“Do you know where William went, when we came out, Hope?” said the banker.

Hope looked up doubtfully in her father’s face; but she hesitated only a moment. “He went to Mrs Buchanan’s, father.

Mr Oswald said nothing. William had only been a few hours at home, but during these had undergone a scrutiny of which he little dreamed. The banker had been prepared to find his son changed, and had prepared himself to be contemptuous; but William was not changed: and the old pertinacity began to tighten its grasp upon his father’s heart.

In a quiet link of the water, not very far from Fendie, yet as still and solitary as though it were in the midst of a wilderness, lay a little mossy burying-ground. They are frequent in that Border district; melancholy, green, dewy places, sometimes clustering their tall, grey spectral gravestones about the ruined walls of an ancient chapel, sometimes altogether deserted by the reliques of the old faith—lying alone, by roadsides and in quiet places, disturbed only when grave processions come, to add to the number of the names of those who are dwelling there.

A few fine old trees grew within the enclosure and round it; through a fringe of long bare willow branches you could see the water.
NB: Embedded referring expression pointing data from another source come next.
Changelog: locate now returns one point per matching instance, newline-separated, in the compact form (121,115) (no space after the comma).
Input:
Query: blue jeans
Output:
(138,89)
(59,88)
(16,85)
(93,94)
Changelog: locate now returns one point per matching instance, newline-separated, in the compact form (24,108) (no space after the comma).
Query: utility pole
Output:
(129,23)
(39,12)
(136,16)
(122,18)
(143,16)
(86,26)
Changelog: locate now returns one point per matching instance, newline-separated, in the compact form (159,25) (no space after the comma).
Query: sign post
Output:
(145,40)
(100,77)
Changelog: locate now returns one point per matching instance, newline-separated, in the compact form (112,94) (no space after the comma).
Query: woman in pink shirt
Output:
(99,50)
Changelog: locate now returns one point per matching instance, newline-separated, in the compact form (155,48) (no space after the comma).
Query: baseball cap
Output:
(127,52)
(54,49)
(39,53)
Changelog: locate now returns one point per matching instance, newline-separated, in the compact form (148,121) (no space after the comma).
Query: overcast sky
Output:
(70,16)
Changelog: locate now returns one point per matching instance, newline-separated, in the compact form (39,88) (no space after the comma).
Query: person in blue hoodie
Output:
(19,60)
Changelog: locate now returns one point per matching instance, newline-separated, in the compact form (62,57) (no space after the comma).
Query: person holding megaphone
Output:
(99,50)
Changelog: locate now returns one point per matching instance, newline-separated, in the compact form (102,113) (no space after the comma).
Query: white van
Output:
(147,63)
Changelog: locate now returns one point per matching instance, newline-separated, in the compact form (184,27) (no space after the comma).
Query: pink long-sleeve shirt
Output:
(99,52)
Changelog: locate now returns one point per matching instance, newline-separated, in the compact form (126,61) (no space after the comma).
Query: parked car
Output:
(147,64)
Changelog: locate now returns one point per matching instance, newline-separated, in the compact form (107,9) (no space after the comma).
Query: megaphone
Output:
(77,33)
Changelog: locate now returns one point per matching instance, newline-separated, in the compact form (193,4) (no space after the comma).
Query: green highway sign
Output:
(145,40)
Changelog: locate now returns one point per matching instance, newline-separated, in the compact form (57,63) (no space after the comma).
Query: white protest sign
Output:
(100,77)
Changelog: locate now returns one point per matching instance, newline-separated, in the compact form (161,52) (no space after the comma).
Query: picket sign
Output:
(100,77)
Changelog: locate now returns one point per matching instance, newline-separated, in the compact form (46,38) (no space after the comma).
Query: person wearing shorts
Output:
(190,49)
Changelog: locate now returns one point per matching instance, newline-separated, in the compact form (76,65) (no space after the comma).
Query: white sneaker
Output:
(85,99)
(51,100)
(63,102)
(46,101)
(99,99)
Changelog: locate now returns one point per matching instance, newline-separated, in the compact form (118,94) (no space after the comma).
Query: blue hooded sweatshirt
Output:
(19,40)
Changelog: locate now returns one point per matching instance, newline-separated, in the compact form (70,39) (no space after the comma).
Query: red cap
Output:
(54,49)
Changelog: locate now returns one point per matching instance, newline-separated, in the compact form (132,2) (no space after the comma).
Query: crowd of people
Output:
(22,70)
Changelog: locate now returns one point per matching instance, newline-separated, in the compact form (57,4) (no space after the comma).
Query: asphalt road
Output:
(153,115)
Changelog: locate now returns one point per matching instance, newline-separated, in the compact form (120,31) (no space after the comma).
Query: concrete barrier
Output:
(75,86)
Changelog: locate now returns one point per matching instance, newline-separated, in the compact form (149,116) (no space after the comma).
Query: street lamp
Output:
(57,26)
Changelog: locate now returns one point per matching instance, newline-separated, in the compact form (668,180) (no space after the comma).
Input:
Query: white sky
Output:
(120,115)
Mimic forests of moss covered the trunks of the trees, and minute white fungi specked the green with delicate flower-bells. Hope Oswald had a great admiration of those lichens—she entered the graveyard to seek some specimens of them—and her father good-humouredly followed her.

The strong man’s heart was softened; he was more open to kindly impressions than usual; and as he stood waiting for his favourite child, his eye fell upon a grave. Nothing had happened in his prosperous life to bring him near such solemn dwelling-places as this. He had lost no children; and the memory of father, mother, and brethren, had faded out of his heart long ago. He had never seen this humble stone before: “Sacred to the memory of Walter Buchanan;” it moved him like the dead man’s voice.

With a hushed and whispering tone the river passed by upon its way, and the willows rustled on the water with a low lamenting cadence. Amid such sights and sounds as living he would have loved to hear, the gentle man lay dead; where none could ask or give forgiveness—where none could alter the unjust anger, the evil sternness, the cruel pride which was past. The heart of the rigid man began to beat and tremble, as he remembered the absolute conclusion put to all human doings by that grave. A little time the glad vicissitudes of change should remain for himself—and then

What life soever he had darkened—what truth dishonoured—what mercy neglected—absolute and stern, the coming death should fix them all unchangeable for ever.

He was a Christian man, despite of all the weakness which lay in his boasted strength. He felt that the secrets of his own heart lay bare before the Eye which judged the dead. Wonderingly Hope Oswald looked into her father’s awed and changing face. She dared not venture to say, “This is poor Mr Buchanan’s grave,” as, with simple art, she had intended, when she first observed it; and in silence he took her hand and led her away.

His stronghold was broken down—his worldly wisdom failed him. He had deliberated on all his actions all his life—should he obey the impulse now?